Just recently, researchers discovered the first known pregnant mummy. The find is not only spectacular in that it’s the first of its kind, but it also came as a surprise to scientists who expected to discover the remains of a male priest and not a pregnant female.

The Pregnant Mummy Dates Back to the First Century

The pregnant mummy during a CT scan
Although the mummy had been kept at the University of Warsaw in Poland since 1826 when it was donated, it wasn’t until recently that scientists did a detailed analysis to learn more about the remains. A team of researchers was studying the collection of animal and human mummies at the National Museum in Warsaw when they stumbled upon the pregnant mummy.
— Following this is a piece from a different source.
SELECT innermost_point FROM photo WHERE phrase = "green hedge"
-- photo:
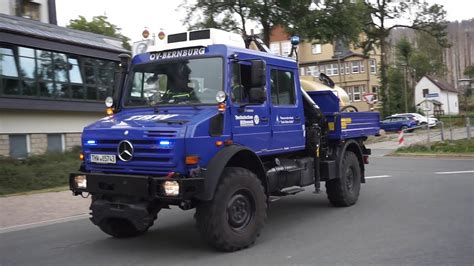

The cartonnage case and coffin where the remains were held were made for a male priest named Hor-Djehuty, which really baffled researchers when the CT and X-ray scans revealed the mummy was actually a female. The results showed the remains belonged to a woman who had died between the age of 20 and 30, and she was about 6.5-7.5 months pregnant at the time of her death. The woman lived in Egypt during the first century.

Many Unanswered Questions

The coffin, cartonnage case and pregnant mummy
Although, as customary, the woman’s lungs, heart, liver, and stomach were mummified and placed back into her body, her fetus had been similarly treated. That’s why researchers aren’t able to determine the sex of the fetus or explain why it was left in the womb. Some theorize that people may have left the fetus untouched because they considered it a vital part of its mother’s body, but without evidence, there’s room for further speculation.

Another major question that scientists are yet to answer is why the female mummy was found in a male coffin. It may have been the result of illegal excavations and looting, researchers speculate. Their theory is backed by damage found on the mummy’s wrappings which may have been caused by robbers meddling with the remains.